Venise, puissance opportuniste
Tout, à Venise, exprime la puissance, mais rien ne revendique l’empire, bien que la Sérénissime ait un temps dominé toute la Méditerranée orientale.
Venise, installée dans une lagune à la limite de la plaine lombarde, a d’abord été un agrégat de petites cités. Ces dernières se sont peuplées de populations fuyant les pillages du continent. Après la chute de l’Empire romain, les Lombards provoquèrent une fuite massive des familles du Nord de l’Italie vers les marécages de la lagune. Pendant plus de quatre siècles, les flottes byzantines et franques interdirent toute indépendance à la lagune, tandis que les escadres arabes, génoises et ottomanes menaçaient constamment Venise. Toutefois, malgré une pauvreté extrême, les petites cités virent dans la mer une opportunité unique. Les pêcheurs et les sauniers décidèrent de s’unir et, par leur intelligence marchande, transformèrent un lieu maudit en puissance dominante en Méditerranée.
La puissance d’opportunité
Jusqu’en l’an mil, les cités de la lagune durent lutter pour leur indépendance face aux ambitions franques et byzantines. Officiellement rattachées à Constantinople, elles étaient sous la responsabilité d’un évêque dont ils ne maîtrisaient pas la nomination. Un événement marquant se produisit en janvier 828 lorsque des marchands vénitiens apportèrent les reliques de saint Marc, qu’ils prétendaient avoir dérobées à Alexandrie. Peu importe leur authenticité, les Vénitiens les installèrent sur le Lido, ce qui leur permit de revendiquer leur spécificité religieuse et d’accéder à l’indépendance.

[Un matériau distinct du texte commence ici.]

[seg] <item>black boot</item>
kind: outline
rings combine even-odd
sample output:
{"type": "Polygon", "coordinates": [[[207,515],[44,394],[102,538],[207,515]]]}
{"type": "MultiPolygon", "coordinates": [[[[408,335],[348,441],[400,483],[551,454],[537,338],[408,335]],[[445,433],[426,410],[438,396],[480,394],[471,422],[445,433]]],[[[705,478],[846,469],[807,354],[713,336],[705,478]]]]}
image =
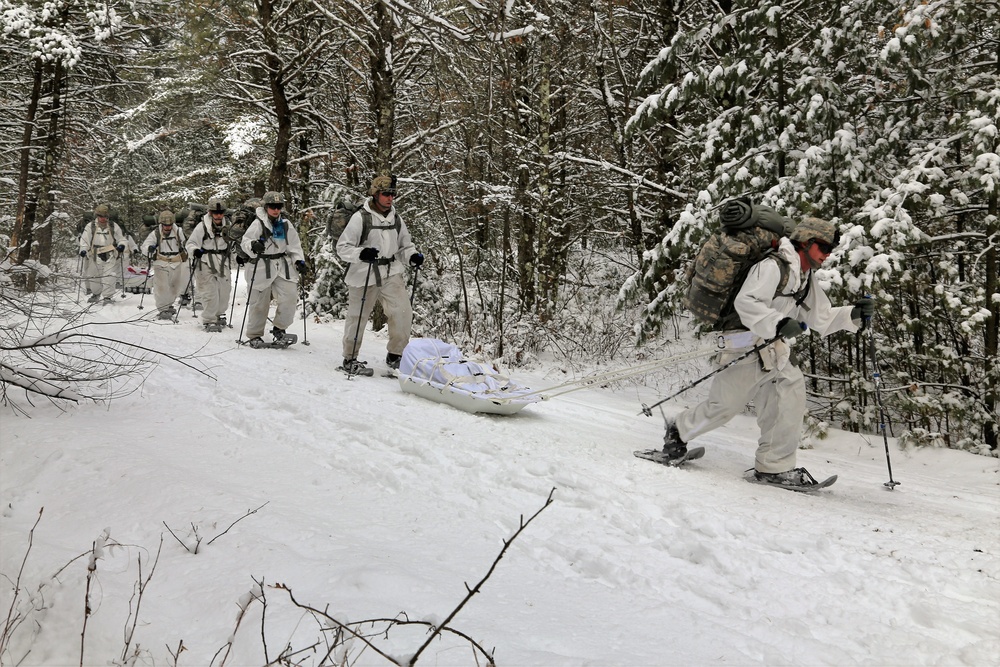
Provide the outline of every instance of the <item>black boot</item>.
{"type": "Polygon", "coordinates": [[[663,434],[663,454],[668,459],[679,459],[687,454],[687,443],[681,440],[680,431],[677,430],[677,422],[673,419],[667,420],[667,430],[663,434]]]}

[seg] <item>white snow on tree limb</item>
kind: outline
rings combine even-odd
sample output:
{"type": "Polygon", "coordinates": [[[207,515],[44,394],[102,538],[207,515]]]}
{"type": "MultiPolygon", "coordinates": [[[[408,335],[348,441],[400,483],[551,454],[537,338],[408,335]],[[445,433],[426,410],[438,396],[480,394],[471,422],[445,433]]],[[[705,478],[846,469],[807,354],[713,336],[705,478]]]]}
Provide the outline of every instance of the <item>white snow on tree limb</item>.
{"type": "Polygon", "coordinates": [[[16,387],[21,387],[25,391],[42,394],[49,398],[59,398],[77,403],[84,400],[84,396],[66,387],[50,382],[43,377],[38,377],[38,371],[29,368],[8,366],[0,363],[0,382],[6,382],[16,387]]]}

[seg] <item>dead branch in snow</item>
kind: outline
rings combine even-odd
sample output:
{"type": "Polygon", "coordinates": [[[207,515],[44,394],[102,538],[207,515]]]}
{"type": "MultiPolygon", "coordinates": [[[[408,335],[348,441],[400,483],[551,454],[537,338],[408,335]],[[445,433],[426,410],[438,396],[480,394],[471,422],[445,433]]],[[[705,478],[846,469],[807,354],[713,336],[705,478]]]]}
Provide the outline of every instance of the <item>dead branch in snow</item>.
{"type": "Polygon", "coordinates": [[[38,518],[35,519],[35,524],[28,531],[28,547],[24,550],[24,558],[21,559],[21,567],[18,569],[17,578],[14,580],[14,595],[10,601],[10,609],[7,611],[7,619],[4,621],[3,630],[0,631],[0,662],[3,662],[4,654],[7,652],[7,647],[10,645],[10,638],[14,634],[14,631],[27,618],[21,614],[17,598],[21,593],[21,577],[24,575],[24,565],[28,562],[28,554],[31,553],[31,546],[34,544],[35,528],[38,527],[38,522],[42,520],[42,512],[44,511],[44,507],[38,510],[38,518]]]}
{"type": "Polygon", "coordinates": [[[0,289],[0,404],[27,414],[13,394],[28,404],[42,396],[63,401],[104,402],[136,391],[157,361],[168,359],[214,379],[193,354],[176,354],[128,342],[115,333],[147,319],[87,321],[87,309],[66,307],[58,293],[30,294],[0,289]],[[113,333],[101,335],[98,329],[113,333]]]}
{"type": "MultiPolygon", "coordinates": [[[[209,541],[208,541],[208,542],[207,542],[207,543],[205,544],[205,546],[208,546],[208,545],[209,545],[209,544],[211,544],[212,542],[216,541],[217,539],[219,539],[220,537],[222,537],[223,535],[225,535],[226,533],[228,533],[228,532],[229,532],[230,530],[232,530],[233,526],[235,526],[236,524],[238,524],[238,523],[239,523],[240,521],[242,521],[243,519],[247,518],[247,517],[248,517],[248,516],[250,516],[251,514],[256,514],[256,513],[257,513],[257,512],[259,512],[260,510],[264,509],[264,507],[266,507],[266,506],[267,506],[267,504],[268,504],[269,502],[271,502],[271,501],[270,501],[270,500],[268,500],[267,502],[265,502],[265,503],[264,503],[263,505],[261,505],[260,507],[257,507],[256,509],[252,509],[252,510],[247,510],[247,511],[246,511],[246,514],[244,514],[244,515],[243,515],[243,516],[241,516],[240,518],[236,519],[236,521],[233,521],[233,522],[232,522],[231,524],[229,524],[229,527],[228,527],[228,528],[226,528],[226,529],[225,529],[224,531],[222,531],[221,533],[219,533],[218,535],[216,535],[215,537],[213,537],[212,539],[210,539],[210,540],[209,540],[209,541]]],[[[169,533],[170,533],[170,534],[171,534],[171,535],[173,536],[173,538],[174,538],[175,540],[177,540],[177,542],[178,542],[178,543],[179,543],[179,544],[180,544],[180,545],[181,545],[182,547],[184,547],[184,548],[185,548],[185,549],[186,549],[187,551],[189,551],[190,553],[193,553],[193,554],[197,554],[197,553],[198,553],[198,550],[199,550],[199,549],[201,548],[201,542],[202,542],[202,540],[204,540],[205,538],[204,538],[204,537],[202,537],[202,536],[201,536],[201,535],[199,534],[199,531],[198,531],[198,526],[197,526],[197,525],[195,525],[195,523],[194,523],[194,522],[191,522],[191,534],[193,534],[193,535],[194,535],[194,546],[193,546],[193,547],[192,547],[191,545],[189,545],[189,544],[188,544],[187,542],[185,542],[184,540],[182,540],[181,538],[179,538],[179,537],[177,536],[177,533],[175,533],[175,532],[174,532],[173,528],[171,528],[170,526],[168,526],[168,525],[167,525],[167,522],[166,522],[166,521],[164,521],[164,522],[163,522],[163,526],[164,526],[164,527],[165,527],[165,528],[167,529],[167,531],[168,531],[168,532],[169,532],[169,533]]]]}
{"type": "MultiPolygon", "coordinates": [[[[132,639],[135,637],[135,627],[139,623],[139,608],[142,606],[142,596],[146,592],[149,582],[153,579],[153,573],[156,571],[156,564],[160,562],[160,552],[162,551],[163,536],[160,535],[160,546],[156,549],[156,557],[153,558],[153,565],[149,568],[149,575],[145,579],[142,578],[142,554],[136,556],[135,560],[139,566],[139,574],[136,578],[135,588],[132,591],[132,598],[128,601],[128,618],[125,620],[125,648],[122,650],[122,664],[126,664],[128,650],[132,645],[132,639]],[[135,601],[135,609],[132,609],[133,600],[135,601]]],[[[139,645],[136,644],[135,648],[138,652],[139,645]]]]}
{"type": "MultiPolygon", "coordinates": [[[[490,578],[490,576],[492,576],[493,572],[497,568],[497,565],[500,563],[500,560],[504,557],[504,555],[507,553],[507,550],[510,549],[510,546],[514,543],[514,540],[516,540],[521,535],[521,533],[524,532],[524,529],[527,528],[531,524],[531,522],[534,521],[538,517],[538,515],[542,513],[543,510],[545,510],[546,507],[552,504],[552,496],[554,493],[555,489],[552,489],[549,492],[548,497],[545,499],[545,503],[542,505],[542,507],[540,507],[537,512],[528,517],[527,520],[524,519],[523,515],[521,516],[520,525],[518,526],[518,529],[514,531],[514,534],[511,535],[509,539],[503,540],[503,548],[500,550],[500,553],[497,554],[497,557],[493,560],[493,564],[490,565],[489,570],[486,572],[483,578],[476,583],[475,586],[469,587],[468,584],[465,585],[466,589],[465,597],[461,600],[461,602],[458,603],[458,605],[451,611],[450,614],[448,614],[445,620],[442,621],[441,623],[434,624],[428,621],[410,620],[405,614],[401,614],[399,617],[396,618],[374,618],[374,619],[367,619],[364,621],[357,621],[353,623],[344,623],[337,620],[324,610],[299,602],[293,595],[292,589],[286,586],[285,584],[275,584],[274,586],[272,586],[272,588],[285,591],[288,594],[288,598],[289,600],[291,600],[292,604],[298,607],[299,609],[302,609],[312,614],[313,617],[316,619],[317,623],[320,625],[320,627],[324,629],[324,632],[328,631],[329,629],[334,629],[338,633],[337,640],[334,642],[330,642],[330,646],[327,650],[327,653],[326,655],[324,655],[323,659],[320,661],[319,664],[327,664],[326,660],[332,655],[333,651],[338,648],[342,649],[344,645],[353,638],[363,643],[366,648],[371,649],[372,651],[380,655],[382,658],[384,658],[387,662],[391,664],[400,665],[400,667],[413,667],[413,665],[417,663],[417,660],[419,660],[420,655],[427,649],[427,647],[431,644],[431,642],[434,641],[434,639],[440,637],[442,634],[447,633],[449,635],[458,637],[459,639],[468,642],[473,649],[473,653],[477,663],[478,663],[478,657],[481,655],[483,658],[486,659],[486,664],[495,666],[496,663],[493,660],[493,653],[491,651],[487,651],[478,642],[469,637],[467,634],[455,630],[453,628],[450,628],[448,627],[448,625],[452,622],[452,620],[454,620],[454,618],[458,615],[458,613],[462,611],[462,609],[472,599],[472,597],[482,590],[483,585],[490,578]],[[406,626],[406,625],[422,625],[429,629],[427,639],[420,646],[420,648],[418,648],[417,651],[413,653],[413,655],[411,655],[406,660],[394,658],[393,656],[389,655],[388,653],[380,649],[372,639],[372,637],[375,637],[377,635],[382,635],[384,637],[393,627],[406,626]],[[382,626],[384,627],[384,630],[378,633],[373,633],[372,635],[366,635],[362,632],[362,629],[365,626],[370,626],[372,629],[374,629],[376,626],[382,626]]],[[[313,644],[307,647],[307,650],[314,649],[315,646],[316,645],[313,644]]],[[[301,651],[296,651],[296,653],[300,652],[301,651]]],[[[281,664],[291,664],[290,661],[288,660],[288,657],[290,655],[294,654],[283,653],[281,656],[279,656],[278,661],[280,661],[281,664]]],[[[347,662],[346,656],[341,656],[341,660],[337,661],[334,664],[340,664],[341,662],[346,664],[347,662]]]]}

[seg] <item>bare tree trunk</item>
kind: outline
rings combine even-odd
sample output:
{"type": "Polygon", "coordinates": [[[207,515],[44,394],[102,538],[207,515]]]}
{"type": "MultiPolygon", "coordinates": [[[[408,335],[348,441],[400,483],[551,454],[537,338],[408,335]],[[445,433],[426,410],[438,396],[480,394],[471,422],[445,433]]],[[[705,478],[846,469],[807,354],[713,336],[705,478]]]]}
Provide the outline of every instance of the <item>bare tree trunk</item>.
{"type": "MultiPolygon", "coordinates": [[[[393,22],[385,4],[372,3],[377,31],[368,35],[371,49],[369,65],[372,75],[371,110],[375,116],[375,156],[373,176],[392,173],[392,142],[396,131],[396,82],[392,70],[393,22]]],[[[372,329],[378,331],[388,319],[377,302],[372,311],[372,329]]]]}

Le commerce devint alors le moteur qui permit à Venise de s’imposer sur la Méditerranée. Toute son activité était orientée vers le profit, avec des navires se projetant sur toutes les côtes de la Grande Mer. Les multiples comptoirs et possessions attiraient les trésors du bassin méditerranéen, jusqu’en Crimée. L’exemple du sel illustre cette stratégie : Venise a volontairement étouffé ses activités salines pour importer le sel à grands frais depuis des comptoirs éloignés.
Données et statistiques
L’État, dirigé par des Conseils où siégeaient les marchands, était orienté vers la performance des entreprises. Des escadres étaient organisées pour éviter aux marchands de contracter de coûteuses assurances. En moyenne, un marchand pouvait réaliser entre 20 et 60 % de bénéfices lors d’un aller-retour. Venise fonctionnait comme une gigantesque entreprise, avec une forte spécialisation dans la construction navale et les productions de luxe, notamment le drap de soie.
Conséquence directe
Cette puissance s’est construite sur un opportunisme mesuré, évitant la déme caractéristique des empires classiques. Venise a su préserver son contrôle sur les ports et les routes commerciales sans tomber dans l’excès territorial.